Nothing exemplifies the neoliberal policy consensus that dominates U.S. politics quite like NAFTA. The trade pact germinated under Bush I and flowered under Clinton/Gore. Bush II tends it like a conscientious gardener; he is even trying to harvest its seeds and plant them in Central America, hybridized as CAFTA. (There goes my garden-metaphor quota for the month.)
Nativist NAFTA critics like Pat Buchanan and anti-corporate opponents like Ralph Nader operate outside the mainstream. Rebuked as apostates by the major parties, they prove the rule: As divided as they are over the war, environmental policy, and other issues, political elites believe on faith that global trade must be promoted by public policy. Hillary Rodham Clinton and George W. Bush may not agree on much, but they converge on this point. (On the war, HRC's major beef with GWB hinges on troop levels, but that's another story.)
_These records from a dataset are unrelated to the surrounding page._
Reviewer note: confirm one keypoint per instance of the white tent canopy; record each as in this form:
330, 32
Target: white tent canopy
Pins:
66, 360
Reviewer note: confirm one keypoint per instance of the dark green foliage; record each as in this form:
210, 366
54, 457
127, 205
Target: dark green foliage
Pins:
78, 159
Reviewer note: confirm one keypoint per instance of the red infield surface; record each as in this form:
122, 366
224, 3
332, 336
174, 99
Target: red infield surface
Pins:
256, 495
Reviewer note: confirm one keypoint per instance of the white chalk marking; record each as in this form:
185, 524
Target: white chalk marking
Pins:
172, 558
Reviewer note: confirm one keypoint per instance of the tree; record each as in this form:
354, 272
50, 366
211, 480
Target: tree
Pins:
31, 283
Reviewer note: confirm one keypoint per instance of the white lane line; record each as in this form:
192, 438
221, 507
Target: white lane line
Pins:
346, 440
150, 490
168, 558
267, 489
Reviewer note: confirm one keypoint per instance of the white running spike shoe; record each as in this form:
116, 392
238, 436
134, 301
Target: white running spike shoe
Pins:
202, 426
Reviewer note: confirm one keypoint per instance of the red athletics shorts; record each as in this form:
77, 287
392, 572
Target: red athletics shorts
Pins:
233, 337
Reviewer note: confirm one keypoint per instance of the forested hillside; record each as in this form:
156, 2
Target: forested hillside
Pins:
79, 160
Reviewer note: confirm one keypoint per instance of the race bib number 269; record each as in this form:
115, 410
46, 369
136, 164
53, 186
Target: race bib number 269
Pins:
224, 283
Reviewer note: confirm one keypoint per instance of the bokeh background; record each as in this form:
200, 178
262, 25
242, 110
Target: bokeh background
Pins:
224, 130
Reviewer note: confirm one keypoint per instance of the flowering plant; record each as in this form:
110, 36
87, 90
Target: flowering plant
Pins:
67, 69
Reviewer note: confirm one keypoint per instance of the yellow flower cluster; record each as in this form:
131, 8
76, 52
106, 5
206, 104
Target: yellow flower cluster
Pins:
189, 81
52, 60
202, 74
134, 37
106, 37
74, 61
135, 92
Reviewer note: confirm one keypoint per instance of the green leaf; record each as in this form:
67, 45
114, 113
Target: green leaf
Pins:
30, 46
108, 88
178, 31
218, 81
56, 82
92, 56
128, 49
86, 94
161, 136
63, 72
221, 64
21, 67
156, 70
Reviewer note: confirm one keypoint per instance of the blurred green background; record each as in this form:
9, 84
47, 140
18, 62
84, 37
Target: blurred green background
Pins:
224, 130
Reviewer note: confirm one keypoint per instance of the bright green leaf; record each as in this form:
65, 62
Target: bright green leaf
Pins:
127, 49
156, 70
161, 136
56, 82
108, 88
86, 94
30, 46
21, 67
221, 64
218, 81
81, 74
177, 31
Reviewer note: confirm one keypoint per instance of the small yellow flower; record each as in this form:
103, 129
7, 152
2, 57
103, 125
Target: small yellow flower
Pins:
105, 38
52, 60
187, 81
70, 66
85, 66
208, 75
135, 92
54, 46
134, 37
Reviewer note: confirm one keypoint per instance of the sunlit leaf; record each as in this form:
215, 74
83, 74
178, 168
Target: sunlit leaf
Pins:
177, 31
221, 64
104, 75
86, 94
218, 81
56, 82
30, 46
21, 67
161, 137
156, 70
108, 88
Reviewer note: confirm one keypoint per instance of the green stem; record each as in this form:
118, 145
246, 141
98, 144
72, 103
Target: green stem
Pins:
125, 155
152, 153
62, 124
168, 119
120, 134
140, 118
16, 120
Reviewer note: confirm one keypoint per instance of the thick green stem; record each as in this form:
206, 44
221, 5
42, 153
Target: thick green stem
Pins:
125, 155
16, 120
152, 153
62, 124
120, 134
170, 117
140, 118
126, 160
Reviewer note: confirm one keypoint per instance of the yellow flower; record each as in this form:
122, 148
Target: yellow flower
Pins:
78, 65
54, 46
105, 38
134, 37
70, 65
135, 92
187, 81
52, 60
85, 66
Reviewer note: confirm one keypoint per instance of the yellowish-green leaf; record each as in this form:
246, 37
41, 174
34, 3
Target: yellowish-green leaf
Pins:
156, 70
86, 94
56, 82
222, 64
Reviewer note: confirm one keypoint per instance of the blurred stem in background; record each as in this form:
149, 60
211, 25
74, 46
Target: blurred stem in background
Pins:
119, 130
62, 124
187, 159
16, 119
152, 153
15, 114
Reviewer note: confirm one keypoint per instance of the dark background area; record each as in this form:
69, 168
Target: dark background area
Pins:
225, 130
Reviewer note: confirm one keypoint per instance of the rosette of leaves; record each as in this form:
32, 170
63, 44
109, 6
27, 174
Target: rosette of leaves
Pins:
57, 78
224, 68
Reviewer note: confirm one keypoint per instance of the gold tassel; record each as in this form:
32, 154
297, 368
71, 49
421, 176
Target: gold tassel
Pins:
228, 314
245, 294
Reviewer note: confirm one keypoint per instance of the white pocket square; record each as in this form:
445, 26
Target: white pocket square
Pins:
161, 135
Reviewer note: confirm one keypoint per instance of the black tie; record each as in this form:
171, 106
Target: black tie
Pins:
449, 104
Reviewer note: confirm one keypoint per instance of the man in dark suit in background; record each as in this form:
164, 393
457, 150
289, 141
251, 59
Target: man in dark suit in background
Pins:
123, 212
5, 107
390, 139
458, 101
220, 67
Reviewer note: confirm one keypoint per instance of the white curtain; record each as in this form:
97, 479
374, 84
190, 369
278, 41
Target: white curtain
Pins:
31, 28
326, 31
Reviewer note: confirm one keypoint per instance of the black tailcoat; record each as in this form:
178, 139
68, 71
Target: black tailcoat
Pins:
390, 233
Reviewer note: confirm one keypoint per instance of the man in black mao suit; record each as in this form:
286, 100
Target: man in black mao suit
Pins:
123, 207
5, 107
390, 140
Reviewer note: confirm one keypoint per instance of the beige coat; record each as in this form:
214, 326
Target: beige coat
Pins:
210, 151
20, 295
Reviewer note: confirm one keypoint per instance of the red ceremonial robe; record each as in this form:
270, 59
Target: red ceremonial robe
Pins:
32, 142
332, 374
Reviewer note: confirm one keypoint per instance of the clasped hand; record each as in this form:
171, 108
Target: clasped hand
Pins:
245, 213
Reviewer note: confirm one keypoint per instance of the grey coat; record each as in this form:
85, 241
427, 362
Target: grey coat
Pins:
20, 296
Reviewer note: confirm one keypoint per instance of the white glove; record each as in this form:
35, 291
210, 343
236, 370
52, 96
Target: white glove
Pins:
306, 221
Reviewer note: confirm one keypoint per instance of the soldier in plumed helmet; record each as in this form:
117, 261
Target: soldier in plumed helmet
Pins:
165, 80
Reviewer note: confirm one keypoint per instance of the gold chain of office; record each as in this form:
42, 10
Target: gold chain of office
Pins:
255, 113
The heated debate in Congress over immigration, which gained new life last week when a bipartisan Senate deal collapsed, has touched very little on NAFTA -- just as the question of God's existence probably doesn't figure much in Vatican fights over papal succession.
But the two issues are intimately related, for NAFTA stipulates that capital and goods must flow freely across the U.S.-Mexico border, while leaving policy about labor -- i.e., people -- to the pleasure of the respective national governments.
Environmentalists could intervene in the immigration battle by altering the terms of debate. But so far, they've been silent.